Wonder if it might help things to have commands done via SSH and SSH keys.. That way, some random Internet user would at least get the middle finger if they tried to connect to port 22 before access to any commands is available, so there is some baseline of security and authentication. It may not be as easy as a REST statement, but because it is a "lower to the ground" protocol, it would be more secure.
Re: (Score:1)
This type of argument never works against megacorp executives in board-room meetings. They're always excited to spend money on any features that devalue expertise because it makes them dream they could do the work themselves without hiring anyone at all, as though they actually would... which, granted, is a ridiculous notion, but they don't operate on rational arguments. They're bored by rational arguments.
Re: (Score:2)
Re: (Score:2)
They decided to make configuration "easy" but offering a web interface, but didn't properly control non-administrator user's access. Anyone with access to that web interface can open a Bash shell with root privileges and execute any commands they want.
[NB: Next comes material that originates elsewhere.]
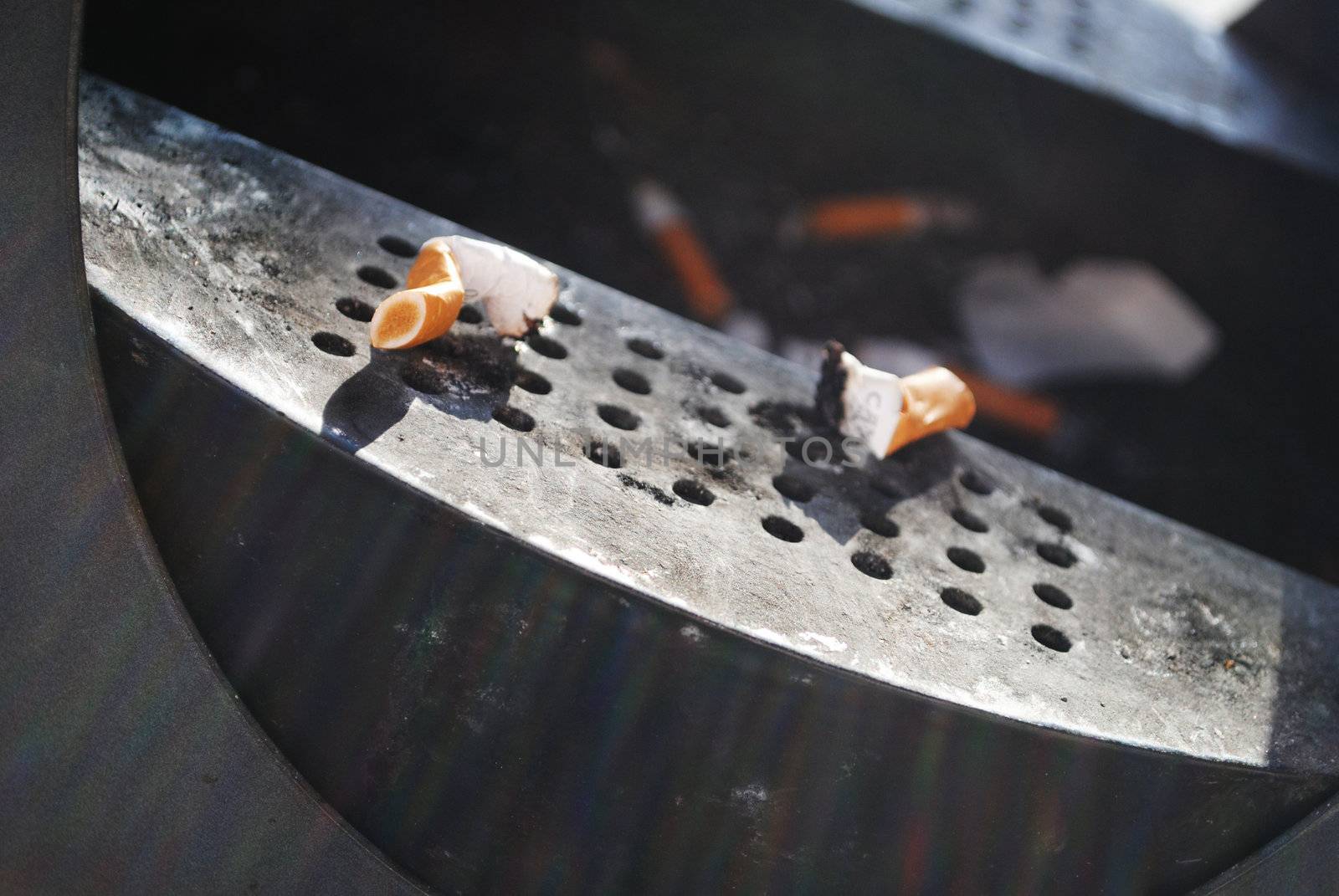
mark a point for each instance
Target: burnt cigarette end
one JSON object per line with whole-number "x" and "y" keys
{"x": 832, "y": 385}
It's a classic flaw, someone forgot to add the necessary authentication code to that particular part of the web interface, or maybe they thought that only administrators could gain access to it so no need to check again.
Re: (Score:2, Funny)
Sometimes CTRL+R, sometimes F5.
Real problem is management interface exposed (Score:2)
This bug can only be triggered if the attacker has access to the managment interface of the network device. In that case the main problem is that exposure. No real network admin would ever expose that management interface.
Re: (Score:2)
Re: (Score:2)
Also ignore that there are tons of "network admins" out there that opens this externally for remote admin.
If I were management in a company and found that a network admin connected the "out of band management" port to any network that could be reached from the Internet, that network admin would be immediately available for hire elsewhere.
Re: (Score:2)
Re: (Score:2)
You: Alex, I'd like to buy Readability for $500.
Alex: The answer is "Make your screed readable?"
You: What is writing one gonzowhopper paragraph that only a dyspeptic ulcer of a techno-geek would actually read it?
Alex: I'm sorry, the question was "What are paragraphs?" Sorry.
Re: (Score:1)
The endpoint formerly named Bash (Score:2)
"to access an F5 application endpoint named bash. Its function is to provide an interface for running user-supplied input as a bash command with root privileges"
Why did anyone think this is a good thing? It sounds more like a comedy skit nobody would ever believe. I'm having a hard time wrapping my head around this and all the fucked up things there must be in that company to ever have allowed it, let alone testing the hell out of it. Product sounds like radioactive garbage.